Persempit Gerak Koruptor, Perbaikan UU Tipikor Mendesak
Oleh
DEFRI WERDIONO
·3 menit baca
MALANG, KOMPAS - Maraknya kasus korupsi di Indonesia menuntut Undang-undang Tindak Pidana Korupsi yang masih memiliki kelemahan mendesak diperbaiki. Apalagi Indonesia sejak lama meratifikasi Konvensi PBB Antikorupsi (UNCAC). Harapan itu disematkan kepada presiden terpilih Pemilu 2019.
Demikian benang merah yang mengemuka dalam Diskusi Publik bertema Prospek Pemberantasan Korupsi di Indonesia Pascapemilu 2019 dan Urgensi Perubahan Undang-undang Pemberantasan Tindak Pidana Korupsi (UU Tipikor) di Universitas Muhammadiyah Malang (UMM), Jawa Timur, Kamis (14/2/2019).
Hadir sebagai narasumber Ketua Komisi Pemberantasan Korupsi (KPK) Agus Rahardjo, mantan Hakim Agung Mahkamah Agung Artidjo Alkostar, ahli hukum pidana Universitas Brawijaya Malang Lucky Endrawati, dan ahli hukum pidana UMM Mokhammad Najih. M Fahrudin dari Malang Corruption Watch (MCW) sebagai moderator.
“Kita sudah usulkan (perubahan UU Tipikor) tapi sekali lagi (tergantung) komitmen pemerintah untuk bisa mewujudkan. Mudah-mudahan nanti kalau sudah terpilih pemimpin hasil pemilu, tapi syukur-syukur pemerintah yang sekarang, sedang berjalan,” ujar Agus.
Agus mencontohkan produk hukum lain, seperti UU Antiterorisme bisa selesai dalam waktu relatif singkat yakni satu bulan. Berkaca pada contoh ini, perbaikan UU Tipikor semestinya bisa diwujudkan dalam waktu yang tidak terlalu lama. Apalagi publik mendukung hal tersebut dan Indonesia sudah meratifikasi UNCAC sejak 2006.
Agus menyebut, dalam waktu yang masih tersisa, pemerintah sebenarnya bisa mewujudkan produk pengganti berupa Peraturan Pemerintah Pengganti Undang-undang (Perpu) tentang Tipikor.
Lebih komprehensifSementara itu Artidjo berpendapat, ideologi hukum UU Tipikor yang baru harus lebih komprehensif. Artinya, mencakup hal-hal yang selama ini belum dijangkau. Dengan demikian, ini akan mempersempit ruang gerak koruptor di Indonesia.

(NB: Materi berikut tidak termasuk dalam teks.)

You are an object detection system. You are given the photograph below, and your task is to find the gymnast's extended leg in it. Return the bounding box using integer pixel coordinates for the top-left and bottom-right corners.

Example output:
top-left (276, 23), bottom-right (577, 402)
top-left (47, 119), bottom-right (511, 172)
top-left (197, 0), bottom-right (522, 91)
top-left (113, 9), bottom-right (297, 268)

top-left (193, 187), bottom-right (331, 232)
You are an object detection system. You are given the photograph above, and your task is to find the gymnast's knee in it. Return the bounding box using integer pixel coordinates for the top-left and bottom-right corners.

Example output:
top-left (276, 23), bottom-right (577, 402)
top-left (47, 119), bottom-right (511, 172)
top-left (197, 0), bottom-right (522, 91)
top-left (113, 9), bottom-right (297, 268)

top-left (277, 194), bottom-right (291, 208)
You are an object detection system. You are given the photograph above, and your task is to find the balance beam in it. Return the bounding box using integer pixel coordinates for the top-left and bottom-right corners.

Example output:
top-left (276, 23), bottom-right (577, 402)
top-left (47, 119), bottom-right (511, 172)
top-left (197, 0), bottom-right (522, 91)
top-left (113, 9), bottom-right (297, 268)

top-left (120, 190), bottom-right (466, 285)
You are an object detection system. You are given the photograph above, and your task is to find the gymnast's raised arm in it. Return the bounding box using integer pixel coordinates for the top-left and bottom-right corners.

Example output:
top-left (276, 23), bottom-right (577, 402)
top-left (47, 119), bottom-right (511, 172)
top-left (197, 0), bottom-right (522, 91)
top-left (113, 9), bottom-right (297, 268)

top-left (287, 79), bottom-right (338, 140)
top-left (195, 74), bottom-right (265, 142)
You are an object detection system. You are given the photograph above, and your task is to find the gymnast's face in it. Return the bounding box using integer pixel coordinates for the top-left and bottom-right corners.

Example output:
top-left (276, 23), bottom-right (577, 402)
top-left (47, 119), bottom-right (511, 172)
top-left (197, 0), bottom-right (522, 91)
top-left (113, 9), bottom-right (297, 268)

Ia mencontohkan, sektor privat yang berhubungan dengan tindakan yang tidak berkaitan dengan keuangan negara, mesti masuk ke UU baru. “Selama ini, kan, harus ada kerugian keuangan negara (pada kasus korupsi yang ditangani KPK). Jadi kalau itu diperluas maka ruang gerak koruptor di republik ini akan semakin sempit,” ucapnya.
Menurut Artidjo, rakyat Indonesia berhak optimistis menatap masa depan bebas korupsi. Hal itu bisa terjadi jika ruang gerak koruptor makin terbatas dan kinerja penegak hukum berintegritas. “Karena itu, kajian-kajian seperti hari ini harus diperbanyak. Artinya, publik semakin sadar letak kekurangan dalam UU,” katanya.
Artidjo setuju, siapa pun yang terpilih sebagai presiden dalam pemilu 2019 mesti segera merespons perbaikan UU Tipikor. Namun, di sisi lain, menurut dia, masyarakat sipil juga memiliki posisi penting mengawal hal ini. Jangan sampai publik hanya berpangku tangan menyerahkan masalah ini begitu saja ke penguasa.
Di akhir diskusi, MCW mengeluarkan pernyataan sikap dan mendesak institusi penegak hukum, pemerintah, DPR, dan kedua pasangan calon presiden dan wakilnya, untuk memberantas korupsi di segala sektor. Mereka harus melibatkan masyarakat sipil secara aktif dalam upaya pencegahan dan penindakan kasus korupsi.
“MCW juga mendesak pemerintah dan DPR segera membahas dan mengesahkan Rancangan UU Tipikor dengan melibatkan masyarakat sipil dan pemangku kepentingan lain. Mendesak kedua pasangan calon Presiden dan wakilnya untuk menjadikan RUU Tipikor dan penguatan lembaga antikorupsi sebagai program prioritas,” kata Fahrudin.